Page 3: "On the s/w side was Ubuntu 9.10 (x86_64) with the Linux 2.6.31 kernel, X Serv 1.6.4, and the NVIDIA 195.30 beta display driver was installed."
Further down the page, The 190.53 driver is mentioned. It's still unclear which driver was used for the tests.
A "Test Setup" page would be a nice inclusion with full details of the hardware and software used in the review.
(I was looking for such a page when I posted my comment, and the first driver mention I saw was the 195.30, so I assumed it was in use.)

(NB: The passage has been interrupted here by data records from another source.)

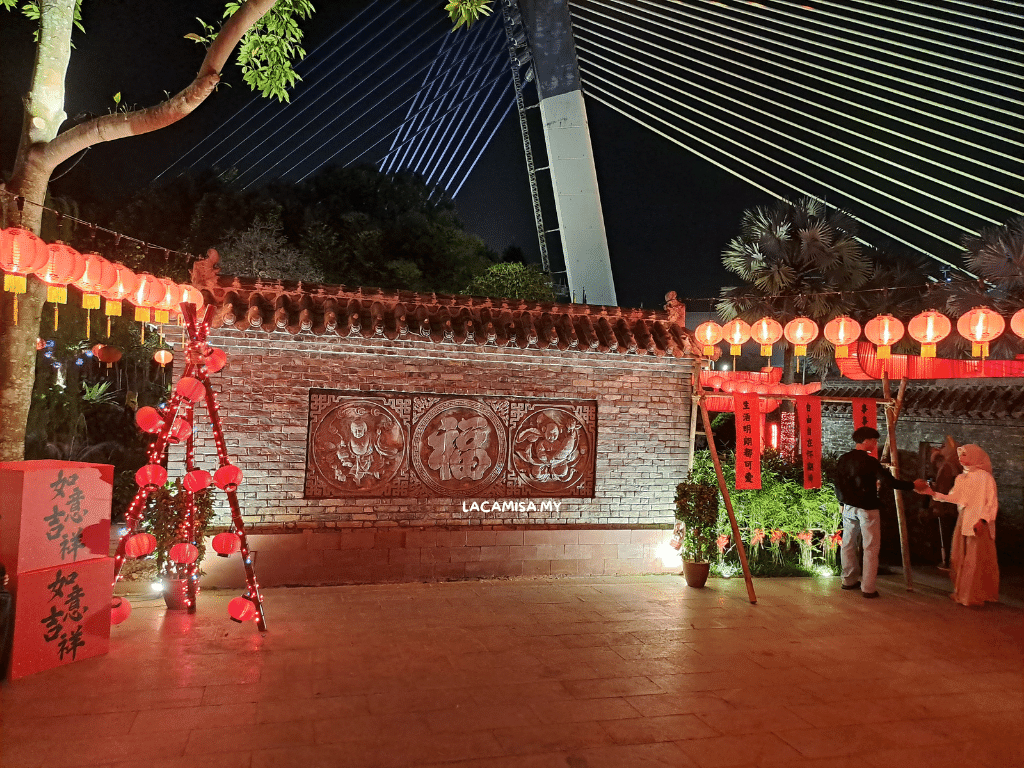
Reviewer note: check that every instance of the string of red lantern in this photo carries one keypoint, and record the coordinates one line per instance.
(980, 326)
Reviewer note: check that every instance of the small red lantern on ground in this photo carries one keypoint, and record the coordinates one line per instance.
(1017, 323)
(183, 554)
(198, 479)
(842, 332)
(226, 544)
(227, 477)
(242, 609)
(980, 326)
(140, 545)
(179, 432)
(737, 333)
(709, 334)
(800, 332)
(148, 420)
(120, 610)
(928, 329)
(884, 331)
(151, 476)
(766, 332)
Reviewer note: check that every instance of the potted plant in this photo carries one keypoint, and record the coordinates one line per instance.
(696, 513)
(166, 518)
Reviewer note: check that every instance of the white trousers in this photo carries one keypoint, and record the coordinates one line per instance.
(860, 525)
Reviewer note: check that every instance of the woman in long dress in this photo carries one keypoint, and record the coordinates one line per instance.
(973, 565)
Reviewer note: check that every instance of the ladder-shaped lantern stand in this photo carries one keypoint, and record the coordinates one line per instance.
(192, 387)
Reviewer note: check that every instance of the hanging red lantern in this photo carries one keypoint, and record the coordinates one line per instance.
(242, 609)
(215, 360)
(140, 545)
(709, 334)
(198, 479)
(120, 610)
(766, 332)
(227, 477)
(189, 388)
(148, 420)
(980, 326)
(841, 333)
(183, 554)
(179, 432)
(22, 254)
(884, 331)
(1017, 323)
(151, 476)
(737, 333)
(226, 544)
(928, 329)
(800, 332)
(192, 295)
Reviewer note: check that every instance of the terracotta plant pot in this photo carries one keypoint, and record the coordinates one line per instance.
(176, 594)
(695, 573)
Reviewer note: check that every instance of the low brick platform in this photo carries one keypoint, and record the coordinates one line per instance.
(376, 555)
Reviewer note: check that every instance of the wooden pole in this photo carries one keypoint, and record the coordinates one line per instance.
(728, 503)
(892, 413)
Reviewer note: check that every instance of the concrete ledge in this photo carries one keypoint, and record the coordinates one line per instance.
(321, 557)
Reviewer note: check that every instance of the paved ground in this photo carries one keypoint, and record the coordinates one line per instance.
(569, 673)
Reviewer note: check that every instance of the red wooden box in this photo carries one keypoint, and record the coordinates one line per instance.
(62, 614)
(52, 513)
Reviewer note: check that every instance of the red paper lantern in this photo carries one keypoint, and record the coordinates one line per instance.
(241, 609)
(120, 610)
(22, 254)
(148, 420)
(226, 544)
(179, 432)
(198, 479)
(884, 331)
(151, 476)
(709, 334)
(842, 332)
(737, 333)
(800, 332)
(227, 477)
(928, 329)
(189, 388)
(183, 554)
(215, 360)
(140, 545)
(979, 327)
(766, 332)
(1017, 323)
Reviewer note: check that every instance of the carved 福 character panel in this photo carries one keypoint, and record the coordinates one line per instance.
(394, 444)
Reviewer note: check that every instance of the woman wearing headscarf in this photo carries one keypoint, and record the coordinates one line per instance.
(973, 564)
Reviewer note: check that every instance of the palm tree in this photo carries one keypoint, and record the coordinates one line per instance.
(797, 259)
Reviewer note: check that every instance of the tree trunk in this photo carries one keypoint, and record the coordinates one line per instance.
(41, 150)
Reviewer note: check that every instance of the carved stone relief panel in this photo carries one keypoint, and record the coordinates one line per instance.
(394, 444)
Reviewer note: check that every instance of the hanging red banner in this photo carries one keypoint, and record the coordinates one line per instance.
(748, 410)
(865, 414)
(809, 423)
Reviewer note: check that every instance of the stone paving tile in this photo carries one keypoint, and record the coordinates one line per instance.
(538, 673)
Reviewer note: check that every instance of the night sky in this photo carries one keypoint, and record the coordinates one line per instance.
(668, 214)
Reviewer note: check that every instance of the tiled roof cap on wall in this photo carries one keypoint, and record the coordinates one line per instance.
(247, 303)
(958, 398)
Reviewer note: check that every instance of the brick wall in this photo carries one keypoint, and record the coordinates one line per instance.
(642, 436)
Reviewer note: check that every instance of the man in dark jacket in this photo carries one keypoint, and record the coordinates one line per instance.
(858, 477)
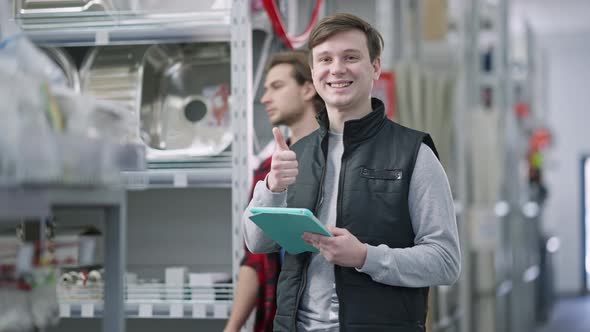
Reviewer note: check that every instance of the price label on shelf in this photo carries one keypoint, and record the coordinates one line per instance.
(219, 311)
(199, 310)
(145, 310)
(64, 310)
(180, 180)
(176, 310)
(87, 310)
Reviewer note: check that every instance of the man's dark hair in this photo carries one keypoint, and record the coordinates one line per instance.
(301, 71)
(333, 24)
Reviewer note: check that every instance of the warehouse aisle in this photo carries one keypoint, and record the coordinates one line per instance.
(571, 314)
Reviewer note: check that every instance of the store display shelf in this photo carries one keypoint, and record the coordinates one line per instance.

It appears the 190.53 drivers were chosen for the tests because of an inability to overclock with the 195.30 driver, even though everything else was fine? I'm amused at the review utilising a "more broken, albeit stable" driver (190.53) which gave the impression of being able to overclock - when in actual fact nothing happened. Whereas the 195.30 beta driver doesn't auto-adjust the clock speeds.
Why try to overclock a GT240? It's a mainstream card, not a high-end performance card - We're linux gamers and media enthusiasts (VDPAU). Very good price, (hopefully) very long hardware life due to the cooler 40nm tech (Zotac offer a 5yr warranty if you register and a few other vendors have a standard 3 year warranty).
Summary: I would have preferred the card be tested with stable and beta drivers, not just one version. Nonetheless, thank you for the review, looking forward to seeing if the GT240 (or the Nvidia drivers) ever pull their weight under Linux, making a GT240 purchase worthwhile for me - or if I have to 'hang out' another 9 months waiting for the mainstream GF300 series (or simply WINE/nvidia improvements to help my aging 8600GT).
That said, VDPAU Feature Set C makes this card a good purchase for media enthusiasts (additional decoding of various video formats, high quality up-scaling and sharpening).